Geographical islands have represented evolutive laboratories for species and a challenge for animals and plants that have had to adapt to the local conditions of these territories. Thus, these isolated places have compelled living beings to find ecological solutions that are different from those normally used on the five continents.
Likewise, in the interior of the continents, there are specific places with exclusive environmental conditions that are different from the areas that surround them. These inland ecological islands, many of which have been created by man in his devastating attempt to expand, have similar rules to those of geographical islands.

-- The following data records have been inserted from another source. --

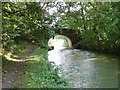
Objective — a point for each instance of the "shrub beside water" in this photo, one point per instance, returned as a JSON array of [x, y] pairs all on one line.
[[39, 73]]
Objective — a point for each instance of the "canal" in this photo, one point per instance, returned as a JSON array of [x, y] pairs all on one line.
[[86, 69]]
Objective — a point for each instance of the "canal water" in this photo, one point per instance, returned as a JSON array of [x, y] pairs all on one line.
[[86, 69]]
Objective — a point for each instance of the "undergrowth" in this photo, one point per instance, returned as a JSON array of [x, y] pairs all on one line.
[[39, 73]]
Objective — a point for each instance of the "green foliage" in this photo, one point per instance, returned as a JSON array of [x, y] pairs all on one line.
[[24, 21], [39, 73], [97, 24]]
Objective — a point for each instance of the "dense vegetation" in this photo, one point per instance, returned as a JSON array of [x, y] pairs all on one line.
[[96, 23], [39, 73]]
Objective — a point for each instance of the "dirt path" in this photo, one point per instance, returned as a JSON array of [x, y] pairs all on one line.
[[15, 70]]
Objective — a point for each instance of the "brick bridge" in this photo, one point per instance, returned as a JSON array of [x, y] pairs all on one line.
[[70, 33]]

Isolated is the story about the different species that inhabit these islands the geographical islands and the continental islands and how they have to confront the local rules of survival, which, surprisingly, have a lot in common. A marine iguana on the Galapagos Islands, a group of lemurs in Madagascar, a tiger in Sariska National Park in India, a deer in the south of Jersey Island (U.K), two grizzly bears on Kodiak Island (Alaska), an orangutan in Borneo, and a crocodile in Papua New Guinea are some of the protagonists of this story about adapting to local paradises. Through them, we will learn about the problem of living in isolation, the challenges of surviving in the limited space of an island, the competition to find a niche to exploit, and the alliances established among the different animals so that they can reach their most important goal: the survival of the species.
In this chapter, we will present the concept of isolation and will discuss its different origins. This first episode will be an introduction to the rest of the series. It will give a general vision of the subjects that will later be developed in detail in the following episodes. Here we will discuss adaptation, geological cataclysms, massive extinctions, and ecological frailties.
This episode will also introduce the protagonists of the series.